Bees are the ultimate mixologists. Local honey flavors can range from any of the following: sea, pine, chestnut, sunflower, truffle, forest, blackberry, mint, orange blossom, clover, eucalyptus, cardoon, millefiori, corbezzolo, and in the case of the Brooklyn bees... maraschino. These are only a few of the local flavors you might find if you choose to branch out beyond the good old honey bear.
For me, honey is a vehicle or the starting point for inspiration when it comes to cooking. I am usually first inspired by the flavor of honey, then comes the food. You can't go wrong with a combination of fresh ricotta and honey.
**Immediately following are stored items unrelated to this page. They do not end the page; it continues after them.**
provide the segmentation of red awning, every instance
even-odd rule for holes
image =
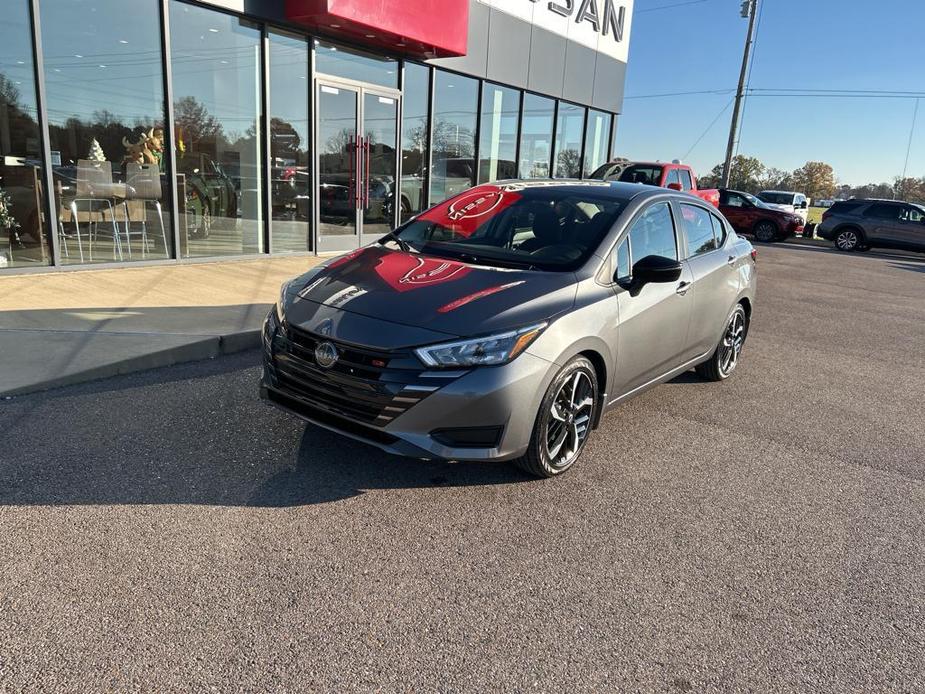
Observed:
[[[449,58],[466,54],[469,0],[286,0],[286,17],[390,53]]]

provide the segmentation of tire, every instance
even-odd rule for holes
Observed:
[[[708,381],[725,381],[735,371],[739,363],[745,338],[748,337],[748,316],[742,304],[736,304],[726,326],[723,336],[713,350],[713,354],[702,364],[698,364],[696,371]]]
[[[767,220],[755,224],[752,233],[755,234],[755,240],[761,241],[762,243],[773,243],[777,241],[777,237],[779,236],[777,225]]]
[[[842,227],[838,229],[832,241],[835,243],[835,247],[838,250],[845,251],[846,253],[857,251],[861,246],[866,245],[864,232],[856,227]]]
[[[588,442],[598,407],[594,366],[575,357],[546,391],[527,452],[514,464],[536,477],[558,477],[571,469]]]

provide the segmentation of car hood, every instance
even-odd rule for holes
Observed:
[[[318,332],[319,321],[327,321],[331,337],[391,349],[549,320],[574,305],[575,293],[572,272],[485,267],[369,246],[293,280],[285,308],[287,322],[298,327]],[[356,329],[338,335],[330,330],[358,324],[334,320],[339,312],[370,319],[359,324],[373,333],[380,332],[377,324],[405,329],[366,339]]]

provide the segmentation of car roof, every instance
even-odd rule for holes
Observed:
[[[798,193],[795,190],[762,190],[761,193],[780,193],[781,195],[806,195],[806,193]],[[758,193],[758,195],[761,195]]]
[[[665,195],[674,191],[658,186],[647,186],[642,183],[624,183],[623,181],[599,181],[596,179],[571,179],[571,178],[525,178],[510,179],[504,181],[494,181],[492,183],[483,183],[482,185],[490,186],[522,186],[524,188],[549,188],[564,192],[578,193],[587,190],[589,187],[600,190],[607,189],[608,193],[614,200],[628,202],[634,198],[650,198],[657,195]]]

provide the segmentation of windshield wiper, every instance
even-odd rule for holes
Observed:
[[[388,234],[379,239],[379,243],[381,243],[383,246],[389,241],[394,241],[405,253],[419,253],[416,248],[414,248],[410,243],[399,236],[397,231],[390,231]]]
[[[442,255],[454,258],[456,260],[462,260],[465,263],[472,263],[473,265],[488,265],[495,267],[507,267],[507,268],[522,268],[524,270],[536,270],[537,265],[525,260],[517,260],[514,258],[498,258],[493,255],[476,255],[469,251],[461,251],[456,248],[448,248],[444,244],[424,244],[421,252],[432,253],[433,255]]]

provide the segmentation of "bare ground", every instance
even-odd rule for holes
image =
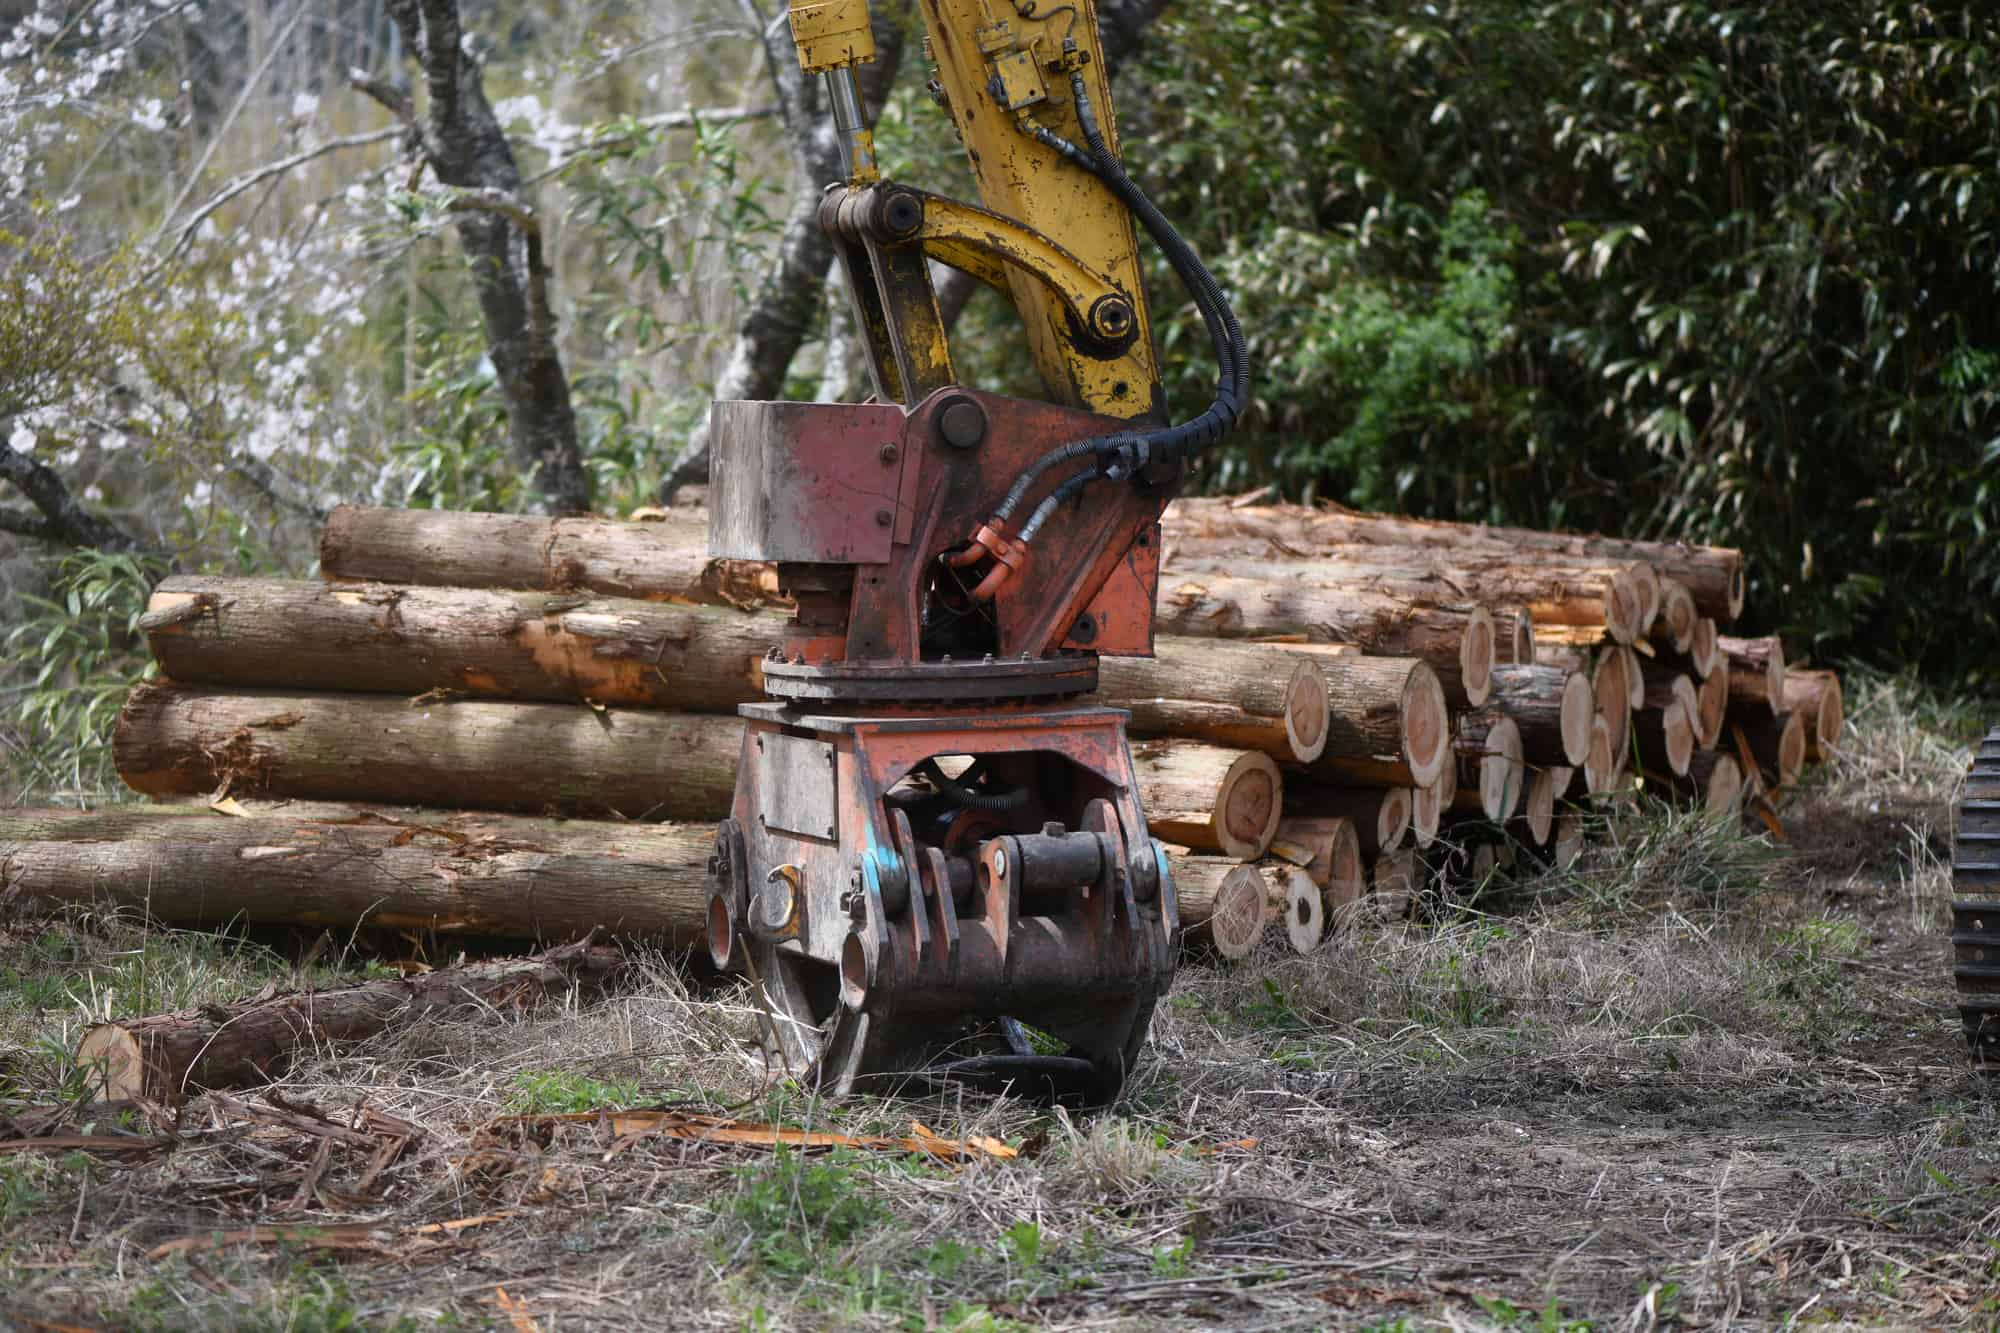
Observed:
[[[1941,933],[1963,751],[1897,692],[1857,693],[1855,743],[1782,847],[1620,815],[1571,872],[1473,908],[1190,967],[1124,1103],[1089,1118],[768,1087],[747,993],[664,959],[581,1010],[320,1052],[275,1105],[90,1108],[64,1102],[62,1054],[90,1015],[306,973],[284,949],[17,913],[0,1139],[90,1122],[156,1142],[0,1144],[0,1320],[1995,1326],[2000,1088],[1965,1066]],[[915,1120],[1020,1156],[551,1118],[606,1105]],[[285,1230],[213,1241],[254,1225]]]

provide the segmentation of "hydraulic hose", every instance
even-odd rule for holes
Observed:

A couple years ago I found the recipe below in Gourmet, and I have been making it ever since! It really couldn't be easier.
I always start with this simple recipe. This ricotta is delicious in fresh pasta or on a crostini, it is really good paired with toasted semolina raisin bread or fresh rhubarb compote. be inspired and go crazy!
below I made fresh ricotta crostiini with millefiore (a thousand flowers) honey and thyme and coffee with chestnut honey. My friend Paola always starts her day with honey in her coffee.
All of the gorgeous handmade ceramics used in this shoot are from the very talented michele michael of elephant ceramics. Food inspires me but so do vessels...but that is another story altogether. Look for her very coveted sales on line and follow her blog at http://elephantceramics.blogspot.com/, be quick because she sells out fast!
Richard Ferretti's fresh riccotta from Gourmet 2006.
- 2 quarts whole milk
- 1 cup heavy cream
- 1/2 teaspoon salt
- 3 tablespoons fresh lemon juice
Line a large sieve with a layer of heavy-duty (fine-mesh) cheesecloth and place it over a large bowl.
Slowly bring milk, cream, and salt to a rolling boil in a 6-quart heavy pot over moderate heat, stirring occasionally to prevent scorching. Add lemon juice, then reduce heat to low and simmer, stirring constantly, until the mixture curdles, about 2 minutes.
Pour the mixture into the lined sieve and let it drain 1 hour. After discarding the liquid, chill the ricotta, covered; it will keep in the refrigerator 2 days
Crostini with fresh ricotta, honey thyme and sea salt
lightly toast some of your favorite rustic bread
spread some fresh homemade ricotta on top
drizzle with your favorite honey
add a little herb, in this case lemon thyme
and finish with a pinch of grey sea salt.